Nicolás el Negativo: "It's not communicative."
Me: We will organize our vocabulary into color-coordinated charts to show which words refer to people, which ones refer to places, which ones are actions, and which ones are descriptive. Then students will have a visual reference to help them understand underlying sentence structure. Isn't that a great learning tool?
Nicolás el Negativo: Well, it's okay but it's not communicative.
Me: We are going to reenact the posadas, learn traditional carols, make traditional foods, dress up in costume and have a fiesta. I even know someone who will lend us use a donkey. Isn't that amazing?!
Nicolás el Negativo: Not very communicative though, is it?
And on and on and on . . . .
Makes me crazy.
My most fun, creative, interesting, and engaging lessons are sometimes not communicative. So what should I do?
The answer came to me at FLANC while I was attending a creativity workshop. Susan Navey-Davis, a Spanish professor at my alma mater NC State, was talking about a creative project her students did and she was showing us some fabulous student work. I was impressed and I was thoroughly enjoying myself when, all of a sudden, that same old obnoxious objection is raised at the back of the room. "But, it's not communicative."

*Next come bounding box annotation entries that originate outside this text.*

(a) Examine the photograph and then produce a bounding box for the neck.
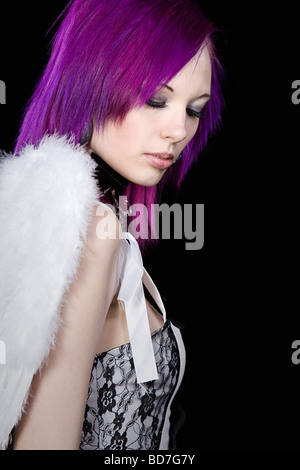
[91,152,129,205]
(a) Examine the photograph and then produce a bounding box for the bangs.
[15,0,222,250]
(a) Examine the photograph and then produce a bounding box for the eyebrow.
[163,85,211,100]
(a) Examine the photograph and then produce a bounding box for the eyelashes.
[147,99,202,119]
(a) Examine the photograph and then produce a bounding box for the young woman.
[0,0,221,450]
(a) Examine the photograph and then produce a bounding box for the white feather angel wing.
[0,136,99,449]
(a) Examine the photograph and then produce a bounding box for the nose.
[161,112,187,143]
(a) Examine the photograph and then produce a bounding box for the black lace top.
[80,320,183,450]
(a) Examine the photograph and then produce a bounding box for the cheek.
[185,119,199,145]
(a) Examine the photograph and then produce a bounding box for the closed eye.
[186,108,202,119]
[147,100,166,108]
[147,99,202,119]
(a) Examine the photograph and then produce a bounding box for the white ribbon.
[118,232,165,383]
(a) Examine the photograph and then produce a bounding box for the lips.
[145,153,174,170]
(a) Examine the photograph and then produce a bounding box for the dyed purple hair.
[16,0,222,250]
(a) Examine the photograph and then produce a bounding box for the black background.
[0,1,300,453]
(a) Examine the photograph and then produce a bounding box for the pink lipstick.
[145,153,174,170]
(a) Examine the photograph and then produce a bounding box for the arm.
[14,206,121,450]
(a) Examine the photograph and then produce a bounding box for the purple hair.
[15,0,222,250]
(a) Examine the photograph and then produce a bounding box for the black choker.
[91,152,129,210]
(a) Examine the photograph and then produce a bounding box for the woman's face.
[89,47,211,186]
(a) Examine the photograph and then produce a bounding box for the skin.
[89,47,211,186]
[14,49,211,450]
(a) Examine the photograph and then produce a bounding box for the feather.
[0,135,100,448]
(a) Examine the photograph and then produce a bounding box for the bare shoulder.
[87,204,122,259]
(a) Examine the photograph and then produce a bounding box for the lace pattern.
[80,321,180,450]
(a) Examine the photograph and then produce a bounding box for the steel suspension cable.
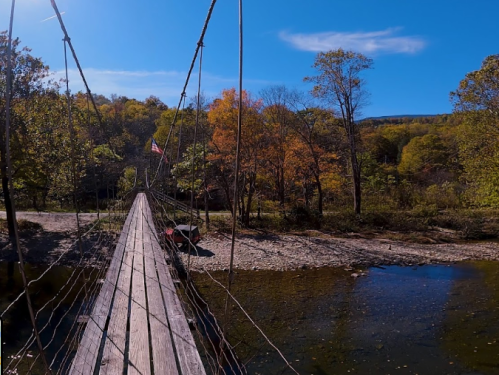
[5,0,51,374]
[187,44,204,279]
[173,93,186,219]
[50,0,103,128]
[150,0,217,186]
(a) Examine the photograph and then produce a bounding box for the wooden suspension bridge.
[70,193,205,375]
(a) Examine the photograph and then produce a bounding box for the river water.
[194,262,499,375]
[0,262,499,375]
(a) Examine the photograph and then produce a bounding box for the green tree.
[0,31,50,241]
[398,134,448,180]
[451,55,499,207]
[305,48,373,214]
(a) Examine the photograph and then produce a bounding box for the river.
[194,262,499,375]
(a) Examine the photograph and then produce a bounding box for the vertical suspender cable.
[50,0,103,129]
[227,0,243,294]
[150,0,217,186]
[187,42,204,278]
[173,93,186,220]
[5,0,51,374]
[220,0,243,368]
[63,38,88,299]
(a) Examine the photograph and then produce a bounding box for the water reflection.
[195,262,499,375]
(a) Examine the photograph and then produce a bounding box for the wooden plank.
[144,206,178,375]
[145,195,206,375]
[128,194,151,375]
[69,200,137,375]
[99,206,138,375]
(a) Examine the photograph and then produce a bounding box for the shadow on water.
[194,262,499,375]
[0,262,95,374]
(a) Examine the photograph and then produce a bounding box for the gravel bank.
[180,233,499,271]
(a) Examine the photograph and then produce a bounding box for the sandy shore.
[0,212,499,270]
[181,233,499,270]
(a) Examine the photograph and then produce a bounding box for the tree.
[208,89,264,225]
[398,134,448,180]
[261,86,296,211]
[0,31,50,243]
[451,55,499,207]
[305,48,373,214]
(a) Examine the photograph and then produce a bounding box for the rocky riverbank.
[180,232,499,271]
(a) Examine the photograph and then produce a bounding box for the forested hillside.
[0,33,499,229]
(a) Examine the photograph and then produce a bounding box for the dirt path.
[0,212,116,267]
[0,211,107,232]
[0,212,499,270]
[181,234,499,270]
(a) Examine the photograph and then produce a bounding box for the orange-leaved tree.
[208,89,263,225]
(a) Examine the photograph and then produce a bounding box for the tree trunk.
[0,140,16,244]
[351,150,361,215]
[345,114,361,215]
[315,175,324,216]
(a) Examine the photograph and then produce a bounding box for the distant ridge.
[359,113,446,122]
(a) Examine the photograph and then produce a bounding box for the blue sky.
[0,0,499,117]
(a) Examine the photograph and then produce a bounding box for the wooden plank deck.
[70,193,206,375]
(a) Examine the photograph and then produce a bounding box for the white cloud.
[51,68,278,106]
[279,29,426,54]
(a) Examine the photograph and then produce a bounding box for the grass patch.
[211,205,499,243]
[0,219,43,234]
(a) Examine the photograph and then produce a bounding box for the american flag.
[151,138,168,163]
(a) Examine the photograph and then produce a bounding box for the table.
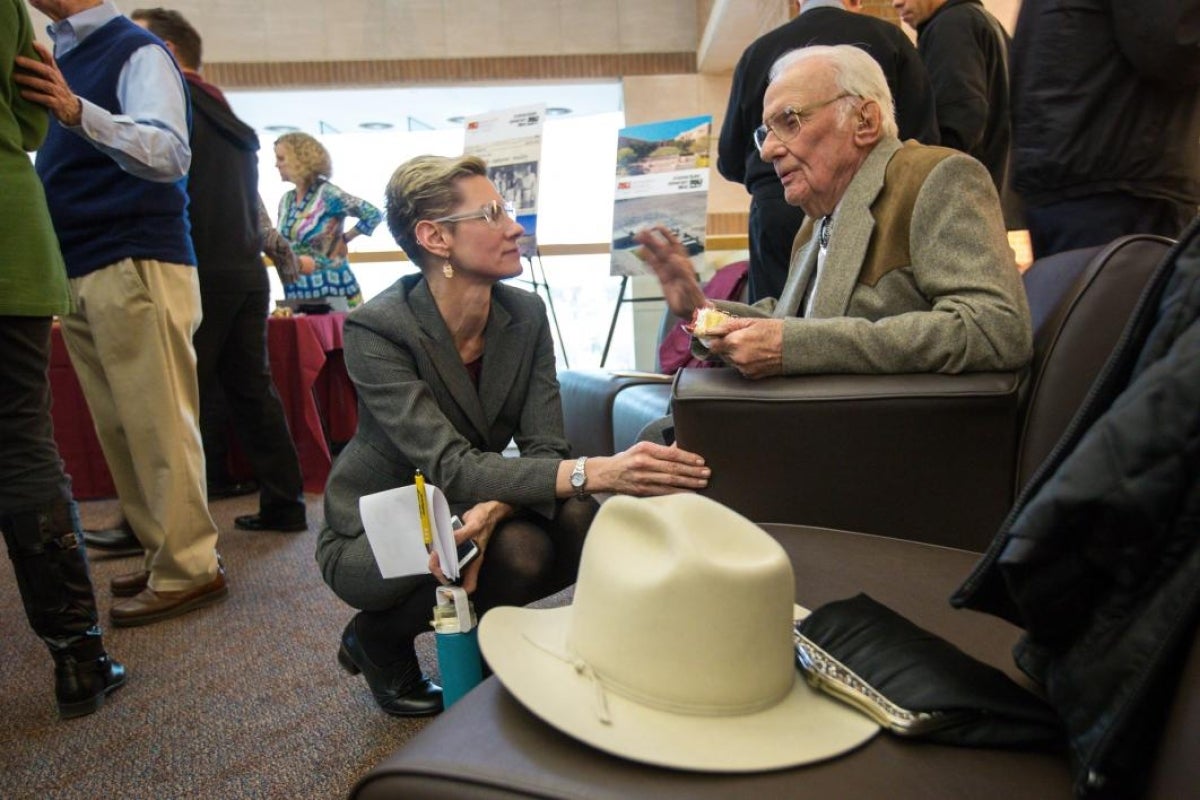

Without wasting a breath, Susan answered back with wisdom and gave me freedom forever from those naysayers. "We don't have to have ALL the 5 Cs in every lesson."
The shackles fell away and I drew a breath of fresh air. We don't have to have all 5 Cs in every lesson? No, we don't! I can focus on Connections, Culture, Community, and Comparisons too. Communication is very very important, but there are other things that we are supposed to be teaching as well. I finally have my answer to those negative voices with their criticism and intolerance.